In [1]:
# Set up packages for lecture. Don't worry about understanding this code, but
# make sure to run it if you're following along.
import numpy as np
import babypandas as bpd
import pandas as pd
from matplotlib_inline.backend_inline import set_matplotlib_formats
import matplotlib.pyplot as plt
%reload_ext pandas_tutor
%set_pandas_tutor_options {'projectorMode': True}
set_matplotlib_formats("svg")
plt.style.use('fivethirtyeight')

np.set_printoptions(threshold=20, precision=2, suppress=True)
pd.set_option("display.max_rows", 7)
pd.set_option("display.max_columns", 8)
pd.set_option("display.precision", 2)

# Lecture 11 – Booleans and Conditionals, Iteration

## DSC 10, Summer 2022

### Announcements

- Homework 3 is due **Sat at 11:59pm.**
- Lab 4 is due **Tues 4/26 at 11:59pm**.
- Midterm Project will be released later this week and will be due **Sat 8/6 at 11:59pm**.
    - See [the spreadsheet for finding a partner][pairs].
    - If you work with a partner, you **must** follow these [pair programming guidelines](https://dsc10.com/pair-programming).
    - **Start early and come to office hours!**
- The midterm exam will take place on Fri, July 29 from 11:00-11:50am in class.
    - You can bring one 8.5" by 11" page of handwritten notes (double-sided is ok).
    - We'll also provide [the DSC 10 reference sheet][ref] during the exam.

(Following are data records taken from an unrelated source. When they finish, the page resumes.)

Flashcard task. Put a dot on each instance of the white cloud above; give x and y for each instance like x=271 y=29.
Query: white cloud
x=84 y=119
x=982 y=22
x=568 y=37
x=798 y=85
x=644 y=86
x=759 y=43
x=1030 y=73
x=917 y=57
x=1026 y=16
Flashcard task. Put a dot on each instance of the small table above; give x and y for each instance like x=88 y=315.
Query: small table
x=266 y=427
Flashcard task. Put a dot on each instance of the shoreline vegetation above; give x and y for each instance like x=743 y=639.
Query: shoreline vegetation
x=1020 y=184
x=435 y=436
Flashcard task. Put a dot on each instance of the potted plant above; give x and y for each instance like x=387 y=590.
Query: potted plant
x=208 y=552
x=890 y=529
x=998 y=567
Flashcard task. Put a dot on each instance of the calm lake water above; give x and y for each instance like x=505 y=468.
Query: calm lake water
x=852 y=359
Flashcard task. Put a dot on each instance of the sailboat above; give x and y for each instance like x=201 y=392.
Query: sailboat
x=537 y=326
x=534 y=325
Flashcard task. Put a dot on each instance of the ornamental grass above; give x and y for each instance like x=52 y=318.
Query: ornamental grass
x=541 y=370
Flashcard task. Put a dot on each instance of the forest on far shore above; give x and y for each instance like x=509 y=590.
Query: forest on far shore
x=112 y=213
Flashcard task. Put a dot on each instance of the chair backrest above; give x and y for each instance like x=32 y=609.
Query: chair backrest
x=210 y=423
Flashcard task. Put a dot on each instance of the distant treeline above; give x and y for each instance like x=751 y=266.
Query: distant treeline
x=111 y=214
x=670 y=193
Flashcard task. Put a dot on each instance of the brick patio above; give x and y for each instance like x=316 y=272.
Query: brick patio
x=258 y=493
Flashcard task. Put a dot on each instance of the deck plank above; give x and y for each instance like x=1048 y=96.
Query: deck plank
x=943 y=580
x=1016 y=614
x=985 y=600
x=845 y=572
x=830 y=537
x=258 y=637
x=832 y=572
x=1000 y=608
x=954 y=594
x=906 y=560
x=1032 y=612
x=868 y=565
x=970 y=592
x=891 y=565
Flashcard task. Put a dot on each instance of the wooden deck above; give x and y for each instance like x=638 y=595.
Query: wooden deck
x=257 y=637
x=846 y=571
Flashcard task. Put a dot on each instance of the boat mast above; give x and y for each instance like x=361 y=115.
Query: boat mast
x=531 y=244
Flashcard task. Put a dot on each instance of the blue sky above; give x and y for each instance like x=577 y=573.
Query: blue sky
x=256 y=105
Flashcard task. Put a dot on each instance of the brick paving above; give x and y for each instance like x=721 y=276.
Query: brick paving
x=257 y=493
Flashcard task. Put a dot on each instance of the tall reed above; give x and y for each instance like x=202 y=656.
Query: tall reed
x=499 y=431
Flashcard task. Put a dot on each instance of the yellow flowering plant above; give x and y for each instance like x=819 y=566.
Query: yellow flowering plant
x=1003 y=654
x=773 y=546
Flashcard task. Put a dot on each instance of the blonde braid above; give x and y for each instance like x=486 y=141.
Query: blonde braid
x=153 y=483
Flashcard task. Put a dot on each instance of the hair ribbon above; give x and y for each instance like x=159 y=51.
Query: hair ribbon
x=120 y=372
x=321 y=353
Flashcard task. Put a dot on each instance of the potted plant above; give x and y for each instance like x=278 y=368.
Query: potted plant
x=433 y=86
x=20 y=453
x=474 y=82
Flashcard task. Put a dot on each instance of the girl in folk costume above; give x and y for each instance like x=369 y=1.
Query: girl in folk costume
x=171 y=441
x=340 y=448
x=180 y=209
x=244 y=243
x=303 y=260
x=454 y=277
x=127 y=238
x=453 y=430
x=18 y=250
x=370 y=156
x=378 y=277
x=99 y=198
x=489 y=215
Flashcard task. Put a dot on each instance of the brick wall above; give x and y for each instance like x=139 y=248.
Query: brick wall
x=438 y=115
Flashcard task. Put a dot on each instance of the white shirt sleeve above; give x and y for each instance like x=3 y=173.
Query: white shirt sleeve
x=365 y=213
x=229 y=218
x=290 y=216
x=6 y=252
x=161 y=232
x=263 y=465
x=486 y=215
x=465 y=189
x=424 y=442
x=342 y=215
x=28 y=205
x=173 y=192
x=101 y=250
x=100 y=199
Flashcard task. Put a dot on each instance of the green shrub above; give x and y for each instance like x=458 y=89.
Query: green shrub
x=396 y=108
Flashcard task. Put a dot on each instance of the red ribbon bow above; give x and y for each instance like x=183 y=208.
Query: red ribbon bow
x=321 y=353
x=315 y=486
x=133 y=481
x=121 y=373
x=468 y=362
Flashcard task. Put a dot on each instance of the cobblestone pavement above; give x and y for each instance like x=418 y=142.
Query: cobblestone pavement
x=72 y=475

[ref]: https://drive.google.com/file/d/1mQApk9Ovdi-QVqMgnNcq5dZcWucUKoG-/view
[pairs]: 

### Agenda

- Booleans.
- Conditionals (i.e. `if`-statements).
- Iteration (i.e. `for`-loops).

**Note:** 
- We've finished introducing new DataFrame manipulation techniques. 
- The content we're covering today will become more relevant as we start to cover more ideas in statistics (next week).

## Booleans

## Booleans

- `bool` is a data type in Python, just like `int`, `float`, and `str`. 
    - It stands for "Boolean", named after George Boole, an early mathematician.
- There are only two possible Boolean values: `True` or `False`.
    - Yes or no.
    - On or off.
    - 1 or 0.
- There are three operators that allow us to perform arithmetic with Booleans – `not`, `and`, and `or`.
- Comparisons result in Boolean values.

In [2]:
x = True

In [3]:
type(x)

bool

In [4]:
3 > 5

False

### The `not` operator

Flips a `True` to a `False`, and a `False` to a `True`.

In [5]:
is_sunny = True

not is_sunny

False

### The `and` operator

- Placed between two `bool`s.
- `True` if **both** are true, otherwise `False`.

In [6]:
is_sunny = True
is_warm = False

is_sunny and is_warm

False

### The `or` operator

- Placed between two `bool`s.
- `True` if **at least one** of them is `True`, otherwise `False`.

In [7]:
is_sunny = True
is_warm = False

is_sunny or is_warm

True

In [8]:
# Both can be True as well!
True or True

True

### Comparisons and Boolean operators

- Remember, comparisons result in Boolean values.
- As usual, use **(parentheses)** to make expressions more clear.
    - By default, the order of operations is `not`, `and`, `or`.

In [9]:
first_name = 'king'
last_name = 'triton'
age = 19

first_name == 'triton' and age >= 21

False

In [10]:
last_name == 'triton' or (first_name == 'triton' and age >= 21)

True

In [11]:
# Different meaning!
(last_name == 'triton' or first_name == 'triton') and age >= 21

False

In [12]:
# `and` has precedence:
last_name == 'triton' or first_name == 'triton' and age >= 21

True

### Be careful!

In [13]:
a = True
b = False

not (a and b)

True

In [14]:
(not a) and (not b)

False

### Note: `&` and `|` vs. `and` and `or`

When performing Boolean arithmetic...
- Use the `&` and `|` operators between two Series. Arithmetic will be done in an elementwise fashion (i.e. separately for each row).
    - This is relevant when writing DataFrame queries, e.g. `df[(df.get('x') == 2) & (df.get('y') != 'ucsd')]`.
- Use the `and` and `or` operators between two Booleans.
    - e.g. `(x > 2) and (y != 'ucsd')`.

<div class="menti">
<div>

### Discussion Question

  
Suppose we define `a = True` and `b = True`. What does the following expression evaluate to?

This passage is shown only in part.